Australians began returning an eye watering 5 million pieces of soft plastic every day.
But we persevered, and partnered with several Australian processors and manufacturers to convert soft plastic into new products – street furniture, bins, shopping trolleys, bollards, concrete aggregate for construction and asphalt additives for roads.
Unforeseen challenges, exacerbated by the pandemic, soon meant that REDCycle’s recycling partners were unable to accept and process the rapidly increasing volume of soft plastics due to lack of immediate access to infrastructure, inadequate processing capacity, and most importantly reduced demand for recycled products.
There was no 350 per cent increase in demand for recycled products to match the supply, in fact, the opposite occurred thanks to market downturns. Then in June 2022, our largest volume offtake partner had a significant fire, resulting in their Tonerplas facility closing for reconstruction for 12 months.

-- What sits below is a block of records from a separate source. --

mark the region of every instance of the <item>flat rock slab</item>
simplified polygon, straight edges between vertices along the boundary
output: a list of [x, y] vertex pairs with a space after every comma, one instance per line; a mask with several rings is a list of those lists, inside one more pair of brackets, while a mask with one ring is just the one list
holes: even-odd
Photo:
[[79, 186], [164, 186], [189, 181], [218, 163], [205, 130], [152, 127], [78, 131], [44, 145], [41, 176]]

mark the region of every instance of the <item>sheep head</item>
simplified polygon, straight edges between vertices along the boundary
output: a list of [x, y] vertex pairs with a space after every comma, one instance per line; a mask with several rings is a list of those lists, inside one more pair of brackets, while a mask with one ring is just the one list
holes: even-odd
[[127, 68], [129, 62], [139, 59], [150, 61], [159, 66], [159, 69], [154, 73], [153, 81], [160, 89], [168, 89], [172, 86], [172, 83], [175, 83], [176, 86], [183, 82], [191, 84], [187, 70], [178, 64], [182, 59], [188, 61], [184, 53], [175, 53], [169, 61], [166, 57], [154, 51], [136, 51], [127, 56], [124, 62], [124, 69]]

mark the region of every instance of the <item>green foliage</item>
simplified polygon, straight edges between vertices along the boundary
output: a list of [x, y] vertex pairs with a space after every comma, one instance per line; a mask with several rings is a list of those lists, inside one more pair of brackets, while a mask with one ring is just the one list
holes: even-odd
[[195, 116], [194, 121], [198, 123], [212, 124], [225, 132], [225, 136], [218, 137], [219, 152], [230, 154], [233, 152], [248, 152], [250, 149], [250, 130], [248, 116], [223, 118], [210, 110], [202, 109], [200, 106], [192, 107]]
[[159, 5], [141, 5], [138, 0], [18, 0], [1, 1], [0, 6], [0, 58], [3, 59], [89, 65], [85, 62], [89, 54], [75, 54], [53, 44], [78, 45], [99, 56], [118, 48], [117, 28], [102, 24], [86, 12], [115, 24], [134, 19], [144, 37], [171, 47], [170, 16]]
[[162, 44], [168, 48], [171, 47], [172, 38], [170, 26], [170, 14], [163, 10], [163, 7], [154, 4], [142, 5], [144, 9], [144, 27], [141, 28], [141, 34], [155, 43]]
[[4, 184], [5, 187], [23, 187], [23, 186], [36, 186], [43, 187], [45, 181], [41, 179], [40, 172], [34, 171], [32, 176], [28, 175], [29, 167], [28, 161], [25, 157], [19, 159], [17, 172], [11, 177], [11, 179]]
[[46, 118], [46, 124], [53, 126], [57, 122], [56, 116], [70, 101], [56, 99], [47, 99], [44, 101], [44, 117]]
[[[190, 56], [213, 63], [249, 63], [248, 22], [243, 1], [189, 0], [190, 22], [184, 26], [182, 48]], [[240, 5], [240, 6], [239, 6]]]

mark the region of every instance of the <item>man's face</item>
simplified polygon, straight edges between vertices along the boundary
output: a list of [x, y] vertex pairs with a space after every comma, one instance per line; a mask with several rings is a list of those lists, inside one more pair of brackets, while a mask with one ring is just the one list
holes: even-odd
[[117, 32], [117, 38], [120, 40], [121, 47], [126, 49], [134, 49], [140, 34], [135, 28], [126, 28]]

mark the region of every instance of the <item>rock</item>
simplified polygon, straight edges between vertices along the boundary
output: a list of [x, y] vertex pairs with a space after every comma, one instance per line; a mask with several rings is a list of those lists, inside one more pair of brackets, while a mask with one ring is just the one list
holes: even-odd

This combination of factors put untenable pressure on the REDcycle business and system, and consequently, REDcycle regrettably announced the pause of the collection program in November 2022. This incredibly difficult decision came after months of diligent and dedicated work discovering solutions, to build a better and more resilient and robust system, working with every partner to restore and strengthen this vital pipeline, and to not let down the community whose passion and dedication we’d harnessed, and which now inspired us.
Australia’s circular economy is not a perfect diagram on a presentation slide.
It is a living, dynamic, interconnected system, evolving and adjusting, only ever as strong as its weakest link. It requires significant care and ongoing investment. The REDcycle part of the chain was thriving with growing community engagement, meaning greater volumes of soft plastic were diverted from landfill and retained in the circular economy. The downstream links of the chain were unable to keep up. Because this is a maturing system, it rarely, if ever, operates in perfect harmony. To expect this is possible, to maintain this balance at all times, is not only idealistic, but also does a serious disservice to a system that is not failing, but evolving.
Since the program pause, we’ve had negotiations with governments, regulators, potential partners, leading manufacturers who all share our vision and recognise the power of the community movement and critical recovery pipeline REDcycle has created. We understand people’s disappointment and frustration. But we are uplifted and strengthened by the overwhelming support from community, industry, and partners.
REDcycle helped revolutionise how Australians consider plastics and recycling, and with it, created a movement. This legacy and opportunity now need to be grasped with both hands. The price of not doing so is too high.
We welcome the support and collaboration by Woolworths and Coles announced in recent days. We similarly welcome Minister Plibersek’s foray into the space and the obvious passion she brings to the cause. We are heartened by the new focus brought about by REDcycle’s challenges. We ask that as this focus is transitioned to actionable steps, that not only the largest players are engaged, but the pioneers and innovators like REDcycle, Curbcycle, APR, SaveBoard have a seat at the table. Not out of entitlement, but because the experience is rich, there is much work to be done and we know how to roll up our sleeves.
Our time on this planet is small, but our impact on it will be much greater. What the future holds for REDcycle remains to be seen, but I know my team and I will always be dedicated to the cause, one that sees our waste become a resource and helps create a better environment for our children.